Los padres y educadores deben ser conscientes del papel vital que desempeñan en este desarrollo. A través de su ejemplo, pueden influir positivamente en la socialización moral de los niños. Por ejemplo, al mostrar compasión por aquellos que sufren o al defender ideas justas, se está reforzando un sistema de creencias morales sólido.
Además, el diálogo abierto sobre diferentes puntos de vista también es crucial para desarrollar este juicio en los niños. Al permitirles participar en discusiones y reflexionar sobre situaciones éticas complejas, se les proporciona la oportunidad de considerar múltiples perspectivas antes de formular sus propias opiniones.
Es importante mencionar que aunque los padres y educadores tienen un papel fundamental, no son los únicos que influyen en este proceso. Los pares y las experiencias sociales externas también juegan un rol crucial. Las interacciones con otros niños permiten a los niños experimentar conflictos y resolver problemas, lo que contribuye a su desarrollo moral.
En resumen, la formación del juicio sobre lo correcto e incorrecto es un proceso multifacético que involucra múltiples actores y contextos. Desde el nacimiento hasta la infancia temprana y luego en las etapas escolares, los niños se van integrando a una comprensión más compleja de los valores morales. Este desarrollo se ve influido por factores como la familia, la escuela y los medios de comunicación, cada uno con un papel importante que desempeña.

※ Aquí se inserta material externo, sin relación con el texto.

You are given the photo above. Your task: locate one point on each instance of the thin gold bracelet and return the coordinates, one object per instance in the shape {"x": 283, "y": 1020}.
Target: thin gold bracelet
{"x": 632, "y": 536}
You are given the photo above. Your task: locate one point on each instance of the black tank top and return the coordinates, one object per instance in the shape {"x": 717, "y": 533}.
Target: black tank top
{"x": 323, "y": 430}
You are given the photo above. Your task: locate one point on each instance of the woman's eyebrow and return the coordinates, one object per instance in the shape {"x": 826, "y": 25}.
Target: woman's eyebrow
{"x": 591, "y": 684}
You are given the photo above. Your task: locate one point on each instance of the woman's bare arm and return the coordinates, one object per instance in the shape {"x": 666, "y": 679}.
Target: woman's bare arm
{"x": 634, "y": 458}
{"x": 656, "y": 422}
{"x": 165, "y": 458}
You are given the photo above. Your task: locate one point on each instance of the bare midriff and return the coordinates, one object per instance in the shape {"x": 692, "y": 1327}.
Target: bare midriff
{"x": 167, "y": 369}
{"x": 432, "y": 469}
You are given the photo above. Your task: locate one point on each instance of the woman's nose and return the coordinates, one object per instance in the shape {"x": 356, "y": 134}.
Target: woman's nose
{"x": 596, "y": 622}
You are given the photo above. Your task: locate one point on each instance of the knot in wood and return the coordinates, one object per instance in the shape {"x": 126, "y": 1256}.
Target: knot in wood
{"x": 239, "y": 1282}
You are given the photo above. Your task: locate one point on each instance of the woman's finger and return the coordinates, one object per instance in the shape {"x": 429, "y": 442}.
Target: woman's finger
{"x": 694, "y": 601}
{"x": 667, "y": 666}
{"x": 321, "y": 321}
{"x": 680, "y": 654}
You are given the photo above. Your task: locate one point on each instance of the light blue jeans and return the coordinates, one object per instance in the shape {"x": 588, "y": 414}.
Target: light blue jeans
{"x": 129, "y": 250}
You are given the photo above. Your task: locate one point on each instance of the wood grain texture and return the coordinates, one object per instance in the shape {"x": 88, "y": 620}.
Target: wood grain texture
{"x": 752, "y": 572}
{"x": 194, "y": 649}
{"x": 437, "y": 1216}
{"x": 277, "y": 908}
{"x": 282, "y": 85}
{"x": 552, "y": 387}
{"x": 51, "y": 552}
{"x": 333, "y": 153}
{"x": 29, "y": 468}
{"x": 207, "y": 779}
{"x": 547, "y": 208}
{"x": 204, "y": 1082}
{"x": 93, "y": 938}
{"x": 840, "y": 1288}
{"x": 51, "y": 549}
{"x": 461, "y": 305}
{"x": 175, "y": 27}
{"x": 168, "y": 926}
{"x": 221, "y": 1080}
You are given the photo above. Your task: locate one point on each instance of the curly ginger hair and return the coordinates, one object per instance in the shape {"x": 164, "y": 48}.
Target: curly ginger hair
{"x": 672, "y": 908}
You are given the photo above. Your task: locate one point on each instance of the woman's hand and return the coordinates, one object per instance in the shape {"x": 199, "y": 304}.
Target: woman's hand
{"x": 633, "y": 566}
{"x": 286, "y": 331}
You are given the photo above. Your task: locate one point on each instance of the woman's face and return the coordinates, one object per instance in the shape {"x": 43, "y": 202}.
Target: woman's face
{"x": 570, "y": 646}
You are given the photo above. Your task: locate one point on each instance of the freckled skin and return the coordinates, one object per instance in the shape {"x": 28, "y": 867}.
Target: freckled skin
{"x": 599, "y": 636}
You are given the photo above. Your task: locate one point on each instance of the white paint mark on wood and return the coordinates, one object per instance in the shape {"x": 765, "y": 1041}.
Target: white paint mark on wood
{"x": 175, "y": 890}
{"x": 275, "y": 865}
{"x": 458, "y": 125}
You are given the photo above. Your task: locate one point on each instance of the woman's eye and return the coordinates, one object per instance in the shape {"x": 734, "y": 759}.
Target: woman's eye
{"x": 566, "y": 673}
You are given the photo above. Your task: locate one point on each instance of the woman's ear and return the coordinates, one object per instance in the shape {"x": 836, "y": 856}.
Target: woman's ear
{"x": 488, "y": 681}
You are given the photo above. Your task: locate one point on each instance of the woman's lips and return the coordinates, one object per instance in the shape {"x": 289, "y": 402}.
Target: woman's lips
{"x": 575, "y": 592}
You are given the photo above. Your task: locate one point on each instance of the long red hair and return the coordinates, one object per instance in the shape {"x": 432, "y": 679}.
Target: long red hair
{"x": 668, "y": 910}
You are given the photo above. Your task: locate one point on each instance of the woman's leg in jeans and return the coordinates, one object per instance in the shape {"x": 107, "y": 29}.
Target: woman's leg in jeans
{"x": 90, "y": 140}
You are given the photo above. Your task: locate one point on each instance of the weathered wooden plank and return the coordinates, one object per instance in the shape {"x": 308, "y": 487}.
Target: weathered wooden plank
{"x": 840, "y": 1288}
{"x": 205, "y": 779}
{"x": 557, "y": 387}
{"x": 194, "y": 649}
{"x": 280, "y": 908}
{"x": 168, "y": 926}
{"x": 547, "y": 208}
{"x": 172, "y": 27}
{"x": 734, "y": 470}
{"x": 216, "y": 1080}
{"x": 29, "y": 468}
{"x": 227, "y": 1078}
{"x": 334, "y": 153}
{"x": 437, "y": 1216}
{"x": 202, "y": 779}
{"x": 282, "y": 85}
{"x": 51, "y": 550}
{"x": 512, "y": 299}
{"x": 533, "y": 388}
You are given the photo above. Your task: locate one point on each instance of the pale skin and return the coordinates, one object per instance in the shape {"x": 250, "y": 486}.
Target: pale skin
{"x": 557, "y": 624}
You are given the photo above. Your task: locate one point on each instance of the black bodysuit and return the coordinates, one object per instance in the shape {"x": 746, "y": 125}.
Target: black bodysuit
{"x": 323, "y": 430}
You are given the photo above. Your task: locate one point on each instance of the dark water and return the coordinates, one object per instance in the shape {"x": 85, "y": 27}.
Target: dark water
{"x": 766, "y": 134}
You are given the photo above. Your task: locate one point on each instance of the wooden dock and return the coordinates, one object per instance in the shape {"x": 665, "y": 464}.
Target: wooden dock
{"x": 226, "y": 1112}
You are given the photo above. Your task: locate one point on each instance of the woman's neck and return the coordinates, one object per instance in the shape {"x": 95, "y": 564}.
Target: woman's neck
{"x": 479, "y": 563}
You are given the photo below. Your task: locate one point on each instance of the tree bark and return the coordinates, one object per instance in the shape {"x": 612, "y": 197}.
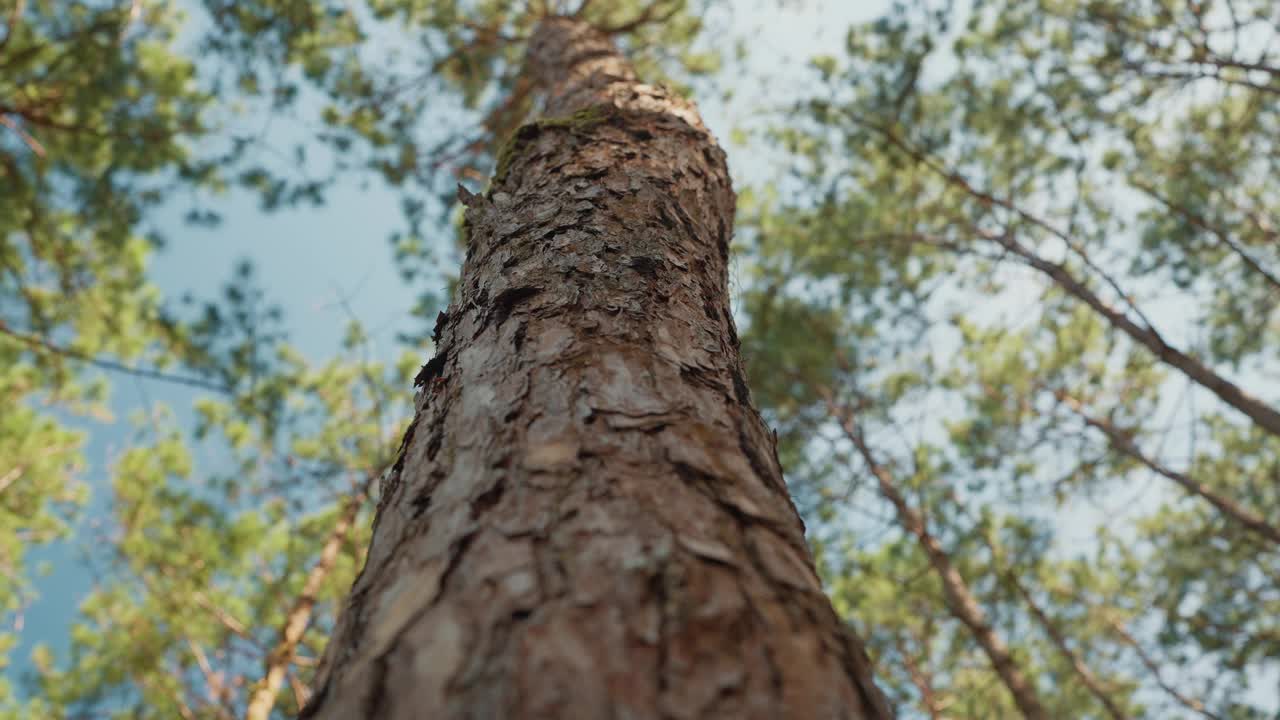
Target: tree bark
{"x": 589, "y": 519}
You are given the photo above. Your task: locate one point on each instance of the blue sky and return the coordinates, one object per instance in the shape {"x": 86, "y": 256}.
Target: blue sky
{"x": 311, "y": 259}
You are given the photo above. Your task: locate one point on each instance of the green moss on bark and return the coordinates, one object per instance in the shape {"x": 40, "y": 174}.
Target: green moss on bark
{"x": 576, "y": 122}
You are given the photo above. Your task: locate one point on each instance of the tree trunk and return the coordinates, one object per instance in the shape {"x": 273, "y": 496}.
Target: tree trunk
{"x": 589, "y": 519}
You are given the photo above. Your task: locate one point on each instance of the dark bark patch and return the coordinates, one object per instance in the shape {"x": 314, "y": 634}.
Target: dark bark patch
{"x": 433, "y": 446}
{"x": 429, "y": 372}
{"x": 519, "y": 337}
{"x": 440, "y": 319}
{"x": 740, "y": 390}
{"x": 400, "y": 456}
{"x": 487, "y": 500}
{"x": 421, "y": 504}
{"x": 647, "y": 267}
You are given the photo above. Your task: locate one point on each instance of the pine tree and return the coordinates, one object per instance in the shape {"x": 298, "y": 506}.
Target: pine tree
{"x": 588, "y": 518}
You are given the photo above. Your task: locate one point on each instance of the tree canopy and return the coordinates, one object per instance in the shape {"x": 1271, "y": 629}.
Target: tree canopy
{"x": 1009, "y": 292}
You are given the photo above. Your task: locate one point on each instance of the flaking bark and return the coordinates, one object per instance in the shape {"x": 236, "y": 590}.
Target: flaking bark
{"x": 589, "y": 519}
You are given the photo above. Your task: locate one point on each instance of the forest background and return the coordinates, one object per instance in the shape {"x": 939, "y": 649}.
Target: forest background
{"x": 1006, "y": 276}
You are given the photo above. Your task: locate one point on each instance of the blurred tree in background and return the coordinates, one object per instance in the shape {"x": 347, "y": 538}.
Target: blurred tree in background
{"x": 1011, "y": 305}
{"x": 1029, "y": 251}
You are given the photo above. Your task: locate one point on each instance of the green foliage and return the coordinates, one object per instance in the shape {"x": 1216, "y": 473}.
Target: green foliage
{"x": 958, "y": 168}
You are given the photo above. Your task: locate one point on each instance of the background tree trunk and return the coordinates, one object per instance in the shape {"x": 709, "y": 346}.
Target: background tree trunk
{"x": 589, "y": 518}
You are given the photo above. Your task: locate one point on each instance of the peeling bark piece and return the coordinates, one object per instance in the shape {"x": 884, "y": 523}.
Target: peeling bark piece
{"x": 603, "y": 528}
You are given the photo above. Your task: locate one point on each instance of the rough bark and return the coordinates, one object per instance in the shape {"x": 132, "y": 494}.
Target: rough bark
{"x": 589, "y": 519}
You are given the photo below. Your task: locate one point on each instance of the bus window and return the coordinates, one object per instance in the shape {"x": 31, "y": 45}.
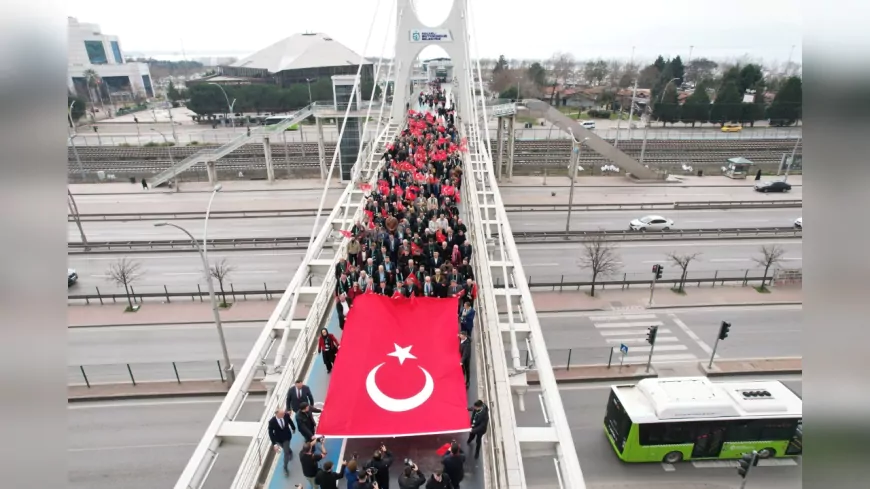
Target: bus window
{"x": 617, "y": 422}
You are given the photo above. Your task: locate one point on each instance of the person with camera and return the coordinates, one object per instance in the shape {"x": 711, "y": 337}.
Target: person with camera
{"x": 381, "y": 461}
{"x": 327, "y": 478}
{"x": 411, "y": 477}
{"x": 454, "y": 465}
{"x": 440, "y": 480}
{"x": 310, "y": 461}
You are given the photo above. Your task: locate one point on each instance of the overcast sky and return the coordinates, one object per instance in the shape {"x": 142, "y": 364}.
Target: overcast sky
{"x": 765, "y": 30}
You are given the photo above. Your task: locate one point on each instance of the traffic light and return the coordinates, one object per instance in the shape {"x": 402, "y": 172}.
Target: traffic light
{"x": 746, "y": 462}
{"x": 651, "y": 334}
{"x": 723, "y": 330}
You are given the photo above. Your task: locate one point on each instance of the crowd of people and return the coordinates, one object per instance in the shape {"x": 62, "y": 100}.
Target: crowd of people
{"x": 410, "y": 242}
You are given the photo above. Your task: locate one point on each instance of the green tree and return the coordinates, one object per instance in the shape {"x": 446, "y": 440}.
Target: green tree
{"x": 537, "y": 75}
{"x": 78, "y": 108}
{"x": 728, "y": 105}
{"x": 677, "y": 70}
{"x": 786, "y": 107}
{"x": 696, "y": 108}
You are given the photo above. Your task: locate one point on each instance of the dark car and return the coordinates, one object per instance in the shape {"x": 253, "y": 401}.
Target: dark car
{"x": 776, "y": 186}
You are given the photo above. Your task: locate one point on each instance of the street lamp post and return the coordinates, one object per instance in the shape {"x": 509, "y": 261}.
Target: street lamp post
{"x": 169, "y": 150}
{"x": 649, "y": 119}
{"x": 203, "y": 254}
{"x": 574, "y": 163}
{"x": 230, "y": 105}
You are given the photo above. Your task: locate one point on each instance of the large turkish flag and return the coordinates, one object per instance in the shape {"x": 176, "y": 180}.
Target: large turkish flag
{"x": 397, "y": 372}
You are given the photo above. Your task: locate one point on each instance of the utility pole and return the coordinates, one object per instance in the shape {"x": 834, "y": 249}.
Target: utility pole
{"x": 791, "y": 160}
{"x": 71, "y": 203}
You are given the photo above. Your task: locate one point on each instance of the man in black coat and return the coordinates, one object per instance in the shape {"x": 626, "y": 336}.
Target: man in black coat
{"x": 281, "y": 429}
{"x": 479, "y": 424}
{"x": 381, "y": 461}
{"x": 297, "y": 394}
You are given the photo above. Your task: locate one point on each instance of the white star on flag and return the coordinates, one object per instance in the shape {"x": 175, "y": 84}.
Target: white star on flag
{"x": 402, "y": 353}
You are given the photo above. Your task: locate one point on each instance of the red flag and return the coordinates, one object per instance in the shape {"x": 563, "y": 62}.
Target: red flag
{"x": 405, "y": 380}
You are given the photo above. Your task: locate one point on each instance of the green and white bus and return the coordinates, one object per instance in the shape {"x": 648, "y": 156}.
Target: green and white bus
{"x": 690, "y": 418}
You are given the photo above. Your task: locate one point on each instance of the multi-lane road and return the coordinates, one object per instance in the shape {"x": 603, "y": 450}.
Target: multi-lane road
{"x": 151, "y": 350}
{"x": 685, "y": 335}
{"x": 146, "y": 444}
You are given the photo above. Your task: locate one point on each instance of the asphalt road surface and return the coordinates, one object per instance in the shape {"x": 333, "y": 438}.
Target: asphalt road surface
{"x": 542, "y": 263}
{"x": 584, "y": 406}
{"x": 146, "y": 444}
{"x": 685, "y": 335}
{"x": 150, "y": 350}
{"x": 683, "y": 219}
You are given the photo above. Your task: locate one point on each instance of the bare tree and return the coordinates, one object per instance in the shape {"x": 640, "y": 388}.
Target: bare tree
{"x": 221, "y": 271}
{"x": 770, "y": 256}
{"x": 683, "y": 262}
{"x": 600, "y": 257}
{"x": 124, "y": 272}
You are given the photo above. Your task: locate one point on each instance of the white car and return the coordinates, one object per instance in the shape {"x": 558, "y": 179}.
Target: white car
{"x": 651, "y": 223}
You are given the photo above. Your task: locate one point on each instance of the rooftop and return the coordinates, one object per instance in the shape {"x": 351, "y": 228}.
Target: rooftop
{"x": 300, "y": 51}
{"x": 693, "y": 398}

A medida que los niños maduran, su capacidad para hacer juicios éticos se vuelve más refinada, permitiéndoles enfrentarse a situaciones morales cada vez más complejas. Sin embargo, este proceso no es estático y puede cambiar en respuesta a nuevas experiencias y reflexiones, lo que hace que sea un aspecto dinámico y en constante evolución de la personalidad humana.
Al final, la formación del juicio sobre lo correcto e incorrecto se convierte en una herramienta fundamental para que los individuos interactúen adecuadamente con su entorno, tomen decisiones éticas y contribuyan a la sociedad. Este mecanismo no solo refleja los valores y normas sociales dominantes sino también las reflexiones personales sobre lo que se considera justicia e injusticia.
Referencias breves:
– Gilligan, C., & Voigt, J.G. (1982). Toward a psychology of gender. Harvard University Press.
– Rest, J.R., Narvaez, D., Bebeau, M.J., & Hendricks, B.L. (2000). Moral development: Advances in research and theory. Plenum Press.
[Final del texto]
Este articulo forma parte de una reflexión más amplia sobre Desarrollo Infantil: Cómo se Forma la Personalidad y el Carácter Desde la Infancia.